Alle auf dem Platz reihen sich jetzt in den Tross ein und stimmen den Slogan des Tages an: „Hoch die Hände, Bildungswende“, schallt es erst durch das Megafon, dann wiederholen alle Teilnehmer den Spruch. Die Plakate der Schüler werden von Regenschirmen verdeckt. „Schule brennt, Politik pennt“ oder „Bildung ist unser Recht. Veränderung unsere Pflicht“ steht darauf in Anspielung auf die Bildungskrise und die Versäumnisse der Politik.

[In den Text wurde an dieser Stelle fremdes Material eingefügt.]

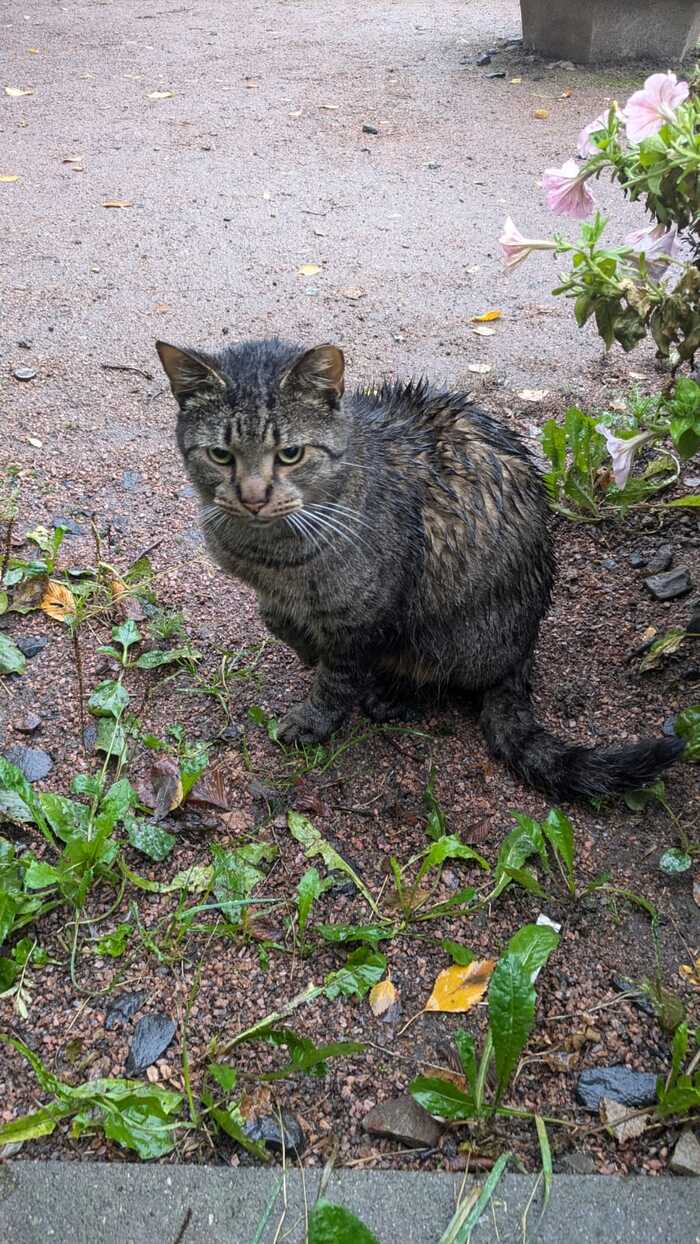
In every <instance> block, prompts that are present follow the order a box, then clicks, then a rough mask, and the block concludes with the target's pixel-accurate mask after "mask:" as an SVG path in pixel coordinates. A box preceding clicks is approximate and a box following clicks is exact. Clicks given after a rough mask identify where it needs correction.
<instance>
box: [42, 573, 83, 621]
mask: <svg viewBox="0 0 700 1244" xmlns="http://www.w3.org/2000/svg"><path fill="white" fill-rule="evenodd" d="M40 607H41V608H42V610H44V612H45V613H47V615H48V617H50V618H56V620H57V621H58V622H66V621H67V620H68V618H72V617H75V612H76V598H75V596H73V593H72V592H71V591H70V590H68V588H67V587H63V585H62V583H57V582H56V580H55V578H50V580H48V585H47V587H46V591H45V593H44V596H42V598H41V606H40Z"/></svg>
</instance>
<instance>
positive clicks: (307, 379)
mask: <svg viewBox="0 0 700 1244" xmlns="http://www.w3.org/2000/svg"><path fill="white" fill-rule="evenodd" d="M344 374H346V361H344V358H343V352H342V350H338V347H337V346H329V345H326V346H315V347H313V350H307V351H306V355H302V356H301V358H300V360H297V362H296V363H295V364H293V367H292V368H291V371H290V372H287V374H286V376H285V379H283V381H282V387H285V386H288V384H295V386H297V387H298V388H303V389H310V391H311V392H315V393H317V394H320V396H322V397H328V398H329V399H331V401H332V399H333V398H336V399H338V398H341V397H342V396H343V389H344Z"/></svg>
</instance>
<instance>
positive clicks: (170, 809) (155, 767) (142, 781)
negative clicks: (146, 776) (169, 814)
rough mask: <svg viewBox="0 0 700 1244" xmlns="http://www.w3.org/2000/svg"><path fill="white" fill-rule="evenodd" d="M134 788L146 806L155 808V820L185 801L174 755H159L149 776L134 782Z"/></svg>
mask: <svg viewBox="0 0 700 1244" xmlns="http://www.w3.org/2000/svg"><path fill="white" fill-rule="evenodd" d="M134 790H136V792H137V795H138V797H139V800H140V802H142V804H144V805H145V807H152V809H153V820H154V821H160V820H162V819H163V817H164V816H167V814H168V812H173V811H174V810H175V807H179V805H180V804H182V801H183V784H182V781H180V770H179V766H178V763H177V760H174V759H173V756H159V758H158V760H154V761H153V764H152V765H150V769H149V771H148V777H144V779H140V780H139V781H136V782H134Z"/></svg>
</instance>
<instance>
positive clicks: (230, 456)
mask: <svg viewBox="0 0 700 1244" xmlns="http://www.w3.org/2000/svg"><path fill="white" fill-rule="evenodd" d="M206 453H208V454H209V458H210V459H211V462H213V463H216V465H218V466H228V465H229V463H233V460H234V455H233V453H231V450H230V449H221V448H220V447H219V445H209V449H208V450H206Z"/></svg>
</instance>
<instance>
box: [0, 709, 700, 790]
mask: <svg viewBox="0 0 700 1244" xmlns="http://www.w3.org/2000/svg"><path fill="white" fill-rule="evenodd" d="M674 730H675V733H676V734H678V735H679V736H680V738H681V739H686V740H688V741H686V745H685V751H684V753H683V759H684V760H691V761H696V760H700V704H694V705H693V707H691V708H686V709H684V710H683V713H679V714H678V717H676V719H675V722H674ZM0 781H1V770H0Z"/></svg>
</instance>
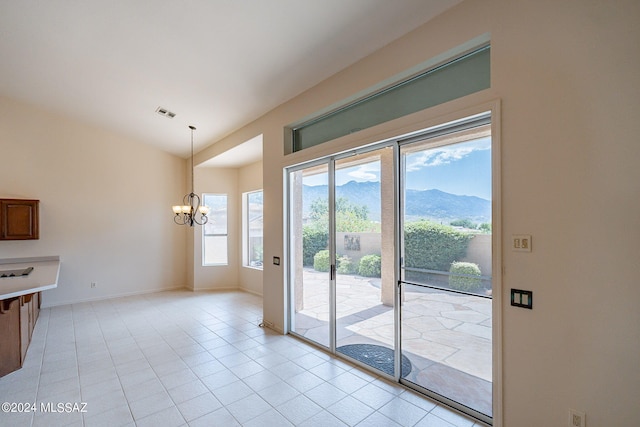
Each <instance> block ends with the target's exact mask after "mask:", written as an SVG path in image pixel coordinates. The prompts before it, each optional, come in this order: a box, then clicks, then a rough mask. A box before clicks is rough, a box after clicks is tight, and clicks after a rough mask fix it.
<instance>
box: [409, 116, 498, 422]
mask: <svg viewBox="0 0 640 427" xmlns="http://www.w3.org/2000/svg"><path fill="white" fill-rule="evenodd" d="M400 157H401V162H400V163H401V173H400V183H401V206H402V209H401V217H400V220H401V226H400V233H401V239H400V240H401V242H402V244H401V249H402V253H401V259H402V261H403V262H402V264H401V288H400V290H401V292H402V304H401V306H400V310H401V314H400V317H401V319H402V323H401V331H402V332H401V347H402V354H403V356H405V357H407V358H408V359H409V360H410V361H411V364H412V366H413V369H412V371H411V373H410V374H409V375H408V376H406V378H405V379H404V381H406V382H407V383H411V384H412V385H414V386H417V387H419V388H422V389H424V390H428V391H429V392H430V393H432V394H433V395H435V397H439V398H442V399H445V401H446V402H448V403H452V404H455V405H461V406H462V407H463V408H466V410H469V411H471V412H472V413H475V414H480V415H481V416H482V415H483V416H487V417H491V416H492V264H493V263H492V249H491V248H492V203H491V200H492V178H491V177H492V173H491V158H492V156H491V135H490V128H489V125H484V126H477V127H472V128H470V129H466V130H464V131H459V132H455V133H451V134H445V135H441V136H436V137H432V138H429V137H427V138H424V139H418V140H417V141H411V142H409V143H406V144H403V145H402V146H401V148H400Z"/></svg>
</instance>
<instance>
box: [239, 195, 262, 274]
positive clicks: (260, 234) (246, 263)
mask: <svg viewBox="0 0 640 427" xmlns="http://www.w3.org/2000/svg"><path fill="white" fill-rule="evenodd" d="M243 208H244V209H243V211H244V217H243V218H244V245H243V246H244V257H243V259H244V265H245V266H246V267H254V268H260V269H262V190H260V191H253V192H250V193H244V194H243Z"/></svg>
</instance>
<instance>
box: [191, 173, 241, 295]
mask: <svg viewBox="0 0 640 427" xmlns="http://www.w3.org/2000/svg"><path fill="white" fill-rule="evenodd" d="M195 192H196V193H198V194H200V195H202V194H203V193H215V194H226V195H227V204H228V205H227V209H228V210H227V221H228V222H227V233H228V238H227V256H228V264H227V265H211V266H203V265H202V227H200V226H196V227H193V228H192V229H190V233H192V235H193V262H192V264H191V265H192V266H193V278H194V279H193V282H192V283H190V287H191V288H192V289H194V290H205V289H218V290H220V289H235V288H237V287H238V264H239V261H240V260H239V258H238V254H239V249H238V248H239V244H240V234H241V233H240V231H241V228H240V217H241V213H240V212H241V210H240V195H239V193H238V169H235V168H206V167H196V168H195Z"/></svg>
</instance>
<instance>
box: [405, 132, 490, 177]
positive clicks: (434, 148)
mask: <svg viewBox="0 0 640 427" xmlns="http://www.w3.org/2000/svg"><path fill="white" fill-rule="evenodd" d="M490 149H491V141H490V140H489V139H488V138H486V139H484V138H483V139H481V140H477V141H473V142H470V143H465V144H455V145H450V146H444V147H436V148H431V149H426V150H424V151H419V152H415V153H410V154H409V155H408V156H407V164H406V170H407V172H414V171H417V170H420V169H422V168H426V167H433V166H440V165H445V164H449V163H453V162H456V161H458V160H461V159H463V158H465V157H467V156H468V155H469V154H471V153H473V152H475V151H483V150H490Z"/></svg>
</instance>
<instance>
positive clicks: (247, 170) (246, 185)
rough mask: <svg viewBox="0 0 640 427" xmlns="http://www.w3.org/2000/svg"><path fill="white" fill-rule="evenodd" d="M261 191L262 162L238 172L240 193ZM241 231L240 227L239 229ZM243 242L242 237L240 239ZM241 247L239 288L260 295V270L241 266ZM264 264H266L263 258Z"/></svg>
mask: <svg viewBox="0 0 640 427" xmlns="http://www.w3.org/2000/svg"><path fill="white" fill-rule="evenodd" d="M256 190H262V162H257V163H253V164H250V165H248V166H245V167H243V168H240V169H239V170H238V191H239V194H240V196H242V193H247V192H249V191H256ZM240 209H241V210H240V212H242V200H240ZM240 229H241V230H240V231H242V227H240ZM242 239H243V241H244V237H242ZM242 246H243V245H242V244H240V245H239V248H238V249H239V254H238V259H239V261H240V262H239V265H238V269H239V272H238V273H239V279H240V280H239V283H238V284H239V287H240V288H241V289H243V290H245V291H247V292H251V293H253V294H257V295H262V269H256V268H251V267H246V266H244V265H243V257H242V251H243V250H244V249H243V247H242ZM264 262H267V258H266V257H265V259H264Z"/></svg>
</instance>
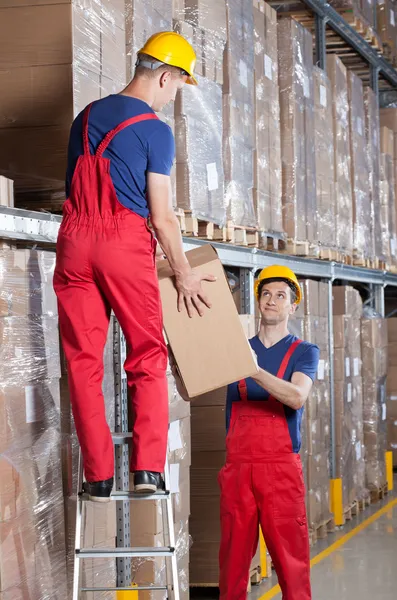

Der Protestzug wird von Polizeiwagen begleitet

Der Protestzug biegt mit lauten Rufen und begleitet von Polizeiwagen in die Fußgängerzone ein, – einige Passanten nicken zustimmend – und führt weiter entlang des Konrad-Adenauer-Platzes auf die Hauptverkehrsstraße An der Gohrsmühle, wo sich Auto- und Busfahrer in Geduld üben müssen.

An der Spitze des Zugs geht Jogi aus Wermelskirchen, er begleitet seine Tochter Lea, 13 Jahre alt. „Es muss jetzt etwas passieren. Es fällt mehr Unterricht aus, als stattfindet“, sagt er. Seine Tochter ist erst etwas frustriert und schüchtern, weil sie als einzige aus ihrer Sekundarschule hier ist. „Wir haben die E-Mail zur Veranstaltung aber auch erst gestern Abend erhalten“, erzählt sie. Und dann fasst sie sich doch noch ein Herz und traut sich, das große Banner mitzutragen.

Senem Roos dankt am Ende allen Teilnehmern. „Wir freuen uns, dass ihr trotz des schlechten Wetters hier wart. Das war heute erst der Auftakt unseres Protests“, kündigt sie weitere Veranstaltungen an. Der marode Zustand der Schulen sei nicht mehr zu tolerieren. Es sei wichtig, dass die Schülerschaft Präsenz zeige.